Gila Kohen her şey sana göreydi

Tilda LEVİ Köşe Yazısı
1 Haziran 2011 Çarşamba

Uçup giden zaman beraberinde neler götürüyor, neler getiriyor? Pazar günü öğleden sonra VI. Gila Kohen Öykü Yarışması’nın ödül töreni için Schneidertempel Sanat Merkezi’nde bir araya geldik. Bir kurum bir etkinlik gerçekleştirdiğinde kendi tarzını yansıtır. Ne mutlu bize ki, böyle bir günde sevgili dostumuz Gila Kohen’in de karakterini yansıtabildik. Tören, konukları, yapılan konuşmaları ile ölçülü, samimi, sanatsal ve edebi değeri hayli yüksek bir ortamda gerçekleşti. Hahambaşı Rav İsak Haleva’nın Gila hakkındaki sözleri ve bu yarışmanın ülkemize fikir adamları yetiştirmesindeki öneminin yanı sıra yarışma birincisi Yelda Karataş’ın renkli konuşması hepimizi heyecanlandırdı. Çoktandır Şalom Ailesi’ne katılan Ulus Musevi  Lisesi Edebiyat Bölüm Başkanı Tülay Gürler Kurtuluş günün sunuculuğunu üstlendi. O duru ve berrak Türkçesiyle, sözlerinin içeriği ile Gila’ya ulaşan bir ses oldu.

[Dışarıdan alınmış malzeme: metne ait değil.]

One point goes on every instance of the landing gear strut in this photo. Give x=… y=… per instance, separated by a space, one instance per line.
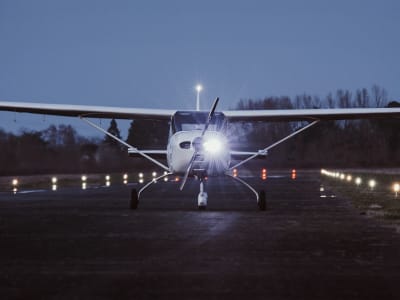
x=202 y=197
x=134 y=202
x=262 y=204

Gelen konuklar arasında en çok içimizi ısıtanlardan biri Onursal Başkan Bensiyon Pinto ve eşi Eti Pinto oldu. Her fırsatta beraber görmeye alıştığımız bu çiftin birçoğumuza örnek teşkil etmesini dilerim.

Jüri Başkanı Feridun Andaç’ın dediği gibi bu yarışma artık Türkiye’nindir. Dolayısı ile onu tanıyanlar kadar tanımayanların da malıdır.

* * *

Benim için bu öykü yarışmasının iki önemli unsuru var. Biri öpmek için parmak uçlarına kalktığım Gila Kohen’in ‘paşa’sı, oğlu Albi. Zira o bizim için gözlerinde yaşam ışığı ile geleceği temsil eder. Diğeri ise Gila’nın ablası Stella İlyazer’dir. Her ne kadar iki kardeş birbirinden çok farklı mizaçlara sahipse de, Stella’da  Gila’nın sıcaklığını ve bugünün paylaşımını yaşıyoruz.

Bu yarışma, daha öncekiler gibi, bize yeni dostlar kazandırdı. Teşekkürler sana Gila. Her zamanki gibi o gün gelenler güzel anılarla yaşayacaklar. Gelmeyenlerin de canı sağ olsun.

* * *

Adaları tam zamanında terk ettin Giluş. On iki yıl önce gittiğinde işler çok farklıydı. O halde neden gitmeyi sürdürüyorsunuz? diye sorarsan, bu da başka bir yazı konusu. Şimdi, geçen hafta söz verdiğim üzere ‘Ada’ yazısının devamını getiriyorum.

* * *

Motordan inince gördüğümüz  papatyalı taçlar hala revaçta… Vapur çıkışında turistik eşya satan bir- iki dükkanı saymazsak, yol sağlı sollu dondurmacılar piyasası olmuş.

Saat kulesinin bulunduğu meydana geldiğimizde, uzayıp giden araba kuyrukları, daha önce var olan cafeler, döner sarayları, kebapçılar ve bunlardan yükselen kesif bir dumanla kokular… Gıdanın dışındaki en önemli faktör yerli/yabancı turistlere bisiklet kiralayan dükkanlar. Mantar gibi bitmişler.

Anlaşılan Ada artık Adalılardan ziyade dışarıdan gelenlerin zevkine göre düzenleniyor. Çarşıdan geçmeyi içim almadı. Bir günde bu kadar değişime tanıklık etmek yetti. Güzelim manavların kapanıp yerine marketsaların açılmasını hazmedemiyorum.

Kendimizi güruhun arasından sıyırıp evin yolunu tuttuk.  Nihayet sessizlik!